The bad news, of course, was that the same El Nino died on the vine by mid winter — and never brought the above-average winter season rains that could have reversed the southern peninsula’s 18-month drying trend. That brings us to our current condition. Forecasters are calling for an especially active hurricane season this year (producing up to 17 tropical storms and hurricanes), and possible formation of a La Nina condition that, if it persists into the winter, could also result in below normal dry-season rain totals. As usual, its all educated speculation until it happens. So stay tuned.

BIG CYPRESS. When will the preserve’s wet prairies reflood with water? Probably sometime by June or early July. Big Cypress National Preserve was a little wetter than the rest of the District for the month of May, at 2.85 inches of rain. (The preserve’s long-term May average is 4 inches.) Preserve-wide stage is currently hovering in the shallow aquifer about a foot below land surface of our deepest wetlands. That put us right at the same level as the long-term average for late May, and also at the same level as late May of last year. That means that water stage will have to rise another foot to rewet our deepest wetland communities (swamp forest and marshes), and rise a full two feet to start re-wetting our herbaceous marl prairies. Last year it wasn’t until the very end of June that the water table rose into our wet prairies. The year before in 2005, prairies re-wetted a few weeks earlier in early June, and rapidly rose into the mesic pines at about the same time.

EVERGLADES. Regulatory stage in WCA3A is about 10 inches below late May of last year, and about a foot below the 5-year average for late May. Slough water depths in southern 3A have dropped to a 1 ft depth. In comparison, slough water depths in northern 3A (north of I75) haven’t been that deep for 6 months (since December 2006), and have been dry since for the past 2 months (since mid March). Down in the Park, late May marks the traditional low-water mark for its sloughs. (The late-Summer high-water mark typically raises waters ~1.5 ft above late-May low). Stage in Shark River Slough at P33 is currently tracking just an inch or two below the 5-year late May average and last year’s late May level. Regulatory water levels in WCA1 and WCA2 are tracking 0.5 and 1 ft, respectively, below their 5-year late May average.

LAKE O. In summary, water levels in the preserve and park at their annual low-water marks, which means that conditions are dry, but from a hydrologic standpoint the drydown has not been severely low or prolonged. That coincides with both areas having recently received more rain in the area south of US41. The brunt of the rain deficit has been in the District’s northern half. Lake Okeechobee is currently tracking 3.7 ft below late May of last year, and 4.2 ft below its 5-year late May average. Such low lake levels have allowed for removal of physical removal of phosphorus-rich much at 6 sites along around 15 miles of the lake’s shoreline, and also led to a 2000 acre fire in the lake’s interior marsh. For a 19-month consecutive period from September 2004 to April 2006, Lake stage stayed above 14 ft msl, followed by 14 consecutive months (and running) of being under 14 ft msl. Its been feast or famine with the Lake since the turn of the new millenium: three consecutive years (2003-2005) with >17 ft msl lake stages and 2 season with historic plunges below 9 ft msl.

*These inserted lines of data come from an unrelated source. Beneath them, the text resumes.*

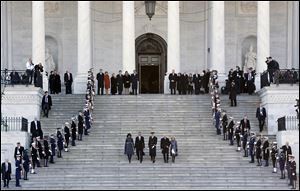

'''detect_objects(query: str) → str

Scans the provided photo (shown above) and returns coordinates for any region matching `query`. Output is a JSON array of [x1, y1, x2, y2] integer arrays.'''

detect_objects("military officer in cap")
[[249, 132, 256, 163], [271, 142, 278, 173], [148, 132, 157, 163]]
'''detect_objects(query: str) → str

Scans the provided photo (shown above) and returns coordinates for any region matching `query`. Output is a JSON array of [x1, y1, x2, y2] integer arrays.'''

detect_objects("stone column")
[[255, 1, 270, 91], [292, 1, 299, 69], [32, 1, 49, 91], [164, 1, 180, 94], [74, 1, 92, 94], [123, 1, 135, 73], [1, 1, 7, 70], [208, 1, 226, 86]]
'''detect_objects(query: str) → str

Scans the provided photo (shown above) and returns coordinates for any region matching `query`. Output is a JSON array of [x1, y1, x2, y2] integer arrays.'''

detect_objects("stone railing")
[[1, 117, 28, 132]]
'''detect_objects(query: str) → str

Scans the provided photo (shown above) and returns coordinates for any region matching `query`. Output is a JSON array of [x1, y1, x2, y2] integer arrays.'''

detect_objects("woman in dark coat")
[[16, 155, 22, 187], [57, 130, 64, 158], [124, 133, 134, 163], [50, 135, 56, 163], [229, 82, 236, 106], [110, 73, 117, 95], [64, 122, 71, 152], [123, 71, 131, 95], [78, 111, 83, 141], [23, 149, 30, 180], [71, 117, 77, 146]]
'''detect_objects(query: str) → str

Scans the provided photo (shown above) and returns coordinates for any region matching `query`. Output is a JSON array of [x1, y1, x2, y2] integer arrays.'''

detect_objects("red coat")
[[104, 74, 110, 89]]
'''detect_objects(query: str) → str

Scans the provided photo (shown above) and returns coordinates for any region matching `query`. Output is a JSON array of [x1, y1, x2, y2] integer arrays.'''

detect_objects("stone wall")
[[5, 1, 289, 74]]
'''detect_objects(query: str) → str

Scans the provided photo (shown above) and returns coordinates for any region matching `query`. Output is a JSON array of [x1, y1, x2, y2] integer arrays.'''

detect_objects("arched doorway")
[[135, 33, 167, 94]]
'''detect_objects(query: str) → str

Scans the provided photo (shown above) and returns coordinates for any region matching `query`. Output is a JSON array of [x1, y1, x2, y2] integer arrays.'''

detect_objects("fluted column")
[[123, 1, 135, 73], [208, 1, 225, 76], [32, 1, 49, 91], [255, 1, 271, 91], [74, 1, 92, 94]]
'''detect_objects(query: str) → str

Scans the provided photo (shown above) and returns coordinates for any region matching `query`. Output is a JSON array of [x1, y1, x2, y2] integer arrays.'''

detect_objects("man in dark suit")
[[1, 159, 11, 188], [266, 56, 279, 83], [134, 132, 145, 163], [169, 70, 177, 95], [14, 142, 24, 161], [117, 70, 123, 95], [256, 104, 267, 132], [240, 115, 251, 136], [42, 91, 52, 117], [131, 70, 139, 95], [148, 132, 157, 163], [160, 136, 171, 163], [64, 70, 73, 94], [30, 118, 43, 139], [96, 69, 104, 95]]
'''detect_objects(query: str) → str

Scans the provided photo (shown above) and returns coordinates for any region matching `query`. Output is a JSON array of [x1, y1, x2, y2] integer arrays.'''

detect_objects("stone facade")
[[1, 1, 299, 74]]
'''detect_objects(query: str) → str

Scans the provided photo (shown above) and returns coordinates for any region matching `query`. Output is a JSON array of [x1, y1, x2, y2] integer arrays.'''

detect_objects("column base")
[[74, 74, 87, 94]]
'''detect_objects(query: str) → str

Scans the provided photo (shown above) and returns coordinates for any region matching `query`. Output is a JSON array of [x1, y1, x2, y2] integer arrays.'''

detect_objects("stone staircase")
[[15, 95, 289, 190]]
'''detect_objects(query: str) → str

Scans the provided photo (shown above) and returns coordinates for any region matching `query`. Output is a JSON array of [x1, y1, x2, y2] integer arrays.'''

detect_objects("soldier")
[[50, 134, 56, 164], [234, 122, 241, 151], [169, 70, 177, 95], [134, 132, 145, 163], [228, 117, 234, 145], [278, 151, 286, 179], [290, 155, 297, 189], [43, 137, 50, 167], [271, 142, 278, 173], [255, 135, 262, 166], [262, 137, 270, 167], [64, 122, 71, 152], [148, 132, 157, 163], [160, 136, 171, 163], [71, 117, 77, 146], [242, 129, 248, 157], [249, 132, 256, 163]]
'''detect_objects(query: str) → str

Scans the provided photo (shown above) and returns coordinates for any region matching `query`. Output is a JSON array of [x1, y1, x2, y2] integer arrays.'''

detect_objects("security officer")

CORRECTION FROM TWO WEEKS AGO: I errorously wrote that “(f)orecasters are calling for an especially active hurricane season this year (producing up to 17 tropical storms and hurricanes), and formation of a La Nina condition that could stiffle summer rains.” La Nina condition, if it persists, into the winter could result in below normal dry-season rain totals; and has no relation to summer rain amounts.